I had written about talking with Bear about hurting me, that there is no need to feel guilt about that. Sometime March-ish, I suggested we find out what spanking me really feels like for him. Please gag me and spank me, I said. Let’s find out: What’s the reality, rather than the fantasy?
And so I find myself with a rubber gag in my mouth, bent over at the waist gripping my ankles, worrying about the saliva dripping onto the carpet. Should we have used a towel?
Bear strokes me erect cock and I moan through the gag. That was to be the last bit of pleasure in this session.

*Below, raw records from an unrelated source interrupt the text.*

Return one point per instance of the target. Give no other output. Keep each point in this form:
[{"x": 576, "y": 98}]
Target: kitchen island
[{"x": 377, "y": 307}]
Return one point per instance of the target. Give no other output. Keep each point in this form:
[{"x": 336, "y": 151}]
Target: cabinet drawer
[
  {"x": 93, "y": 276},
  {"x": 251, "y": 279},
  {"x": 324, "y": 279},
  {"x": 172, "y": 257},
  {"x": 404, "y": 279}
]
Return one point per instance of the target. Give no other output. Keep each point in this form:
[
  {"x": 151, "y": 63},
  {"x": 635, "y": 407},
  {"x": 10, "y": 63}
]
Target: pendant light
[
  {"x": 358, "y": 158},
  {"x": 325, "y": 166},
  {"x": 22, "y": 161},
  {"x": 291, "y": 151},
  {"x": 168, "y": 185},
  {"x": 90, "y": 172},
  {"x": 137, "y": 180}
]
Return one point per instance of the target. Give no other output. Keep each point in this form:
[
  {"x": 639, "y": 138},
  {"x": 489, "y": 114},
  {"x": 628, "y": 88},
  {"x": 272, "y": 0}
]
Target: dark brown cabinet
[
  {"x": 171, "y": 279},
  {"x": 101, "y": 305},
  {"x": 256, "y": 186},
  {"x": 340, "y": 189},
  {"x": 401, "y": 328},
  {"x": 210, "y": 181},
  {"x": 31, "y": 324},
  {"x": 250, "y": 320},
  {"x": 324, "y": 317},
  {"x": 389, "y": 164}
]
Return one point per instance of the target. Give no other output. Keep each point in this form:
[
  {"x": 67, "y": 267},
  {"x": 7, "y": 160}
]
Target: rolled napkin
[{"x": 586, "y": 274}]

He positions himself, gripping the wooden spanker we bought a while back on Etsy, and gives me a light swat on my right ass cheek. Not so bad, I think. He gives me some time, then delivers a second, harder swat. I jump a bit. I hope he won’t follow up with another one right away, that was unpleasant. Again he gives me time, then smacks my ass a third time. I yelp involuntarily. I feel fear. I really don’t want another one right after that.

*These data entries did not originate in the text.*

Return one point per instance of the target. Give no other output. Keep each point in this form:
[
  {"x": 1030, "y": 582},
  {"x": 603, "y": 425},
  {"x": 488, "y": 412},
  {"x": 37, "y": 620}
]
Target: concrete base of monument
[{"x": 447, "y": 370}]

I’m still worrying about the saliva dripping into the carpet, just a bit.
Bear caresses my rump, the feeling of pain slowly subsides. I’m still fearful as he positions himself again. I know that wasn’t even close to how hard he can swing, and it really hurt. To my relief, what I receive next is a light swat on my left ass cheek. He repeats what he did on the right, and again I cry out involuntarily when he delivers that third smack.
At this point, I am well and truly limp. This isn’t sexy. It’s painful. I don’t want any more of this pain. And I do want to obey Bear. So I stay silent, and I stay in the position I’m in, bent over and gripping my ankles. I could move, there’s nothing keeping me from doing so – other than my desire to be a good boy.
And as I am wondering what will come next, Bear releases me. “This isn’t working for me,” he says, or words to that effect. He worries that he is bursting capillaries in my ass. He doesn’t like the red spots he’s seeing on it. “I think I have too much empathy,” he says. “I love you too much.”
So now we know. The fantasy of hurting me is hot. The reality is not. Bear’s not a sadist, after all. That was worth finding out.
And I’m not sad I am free of that pain.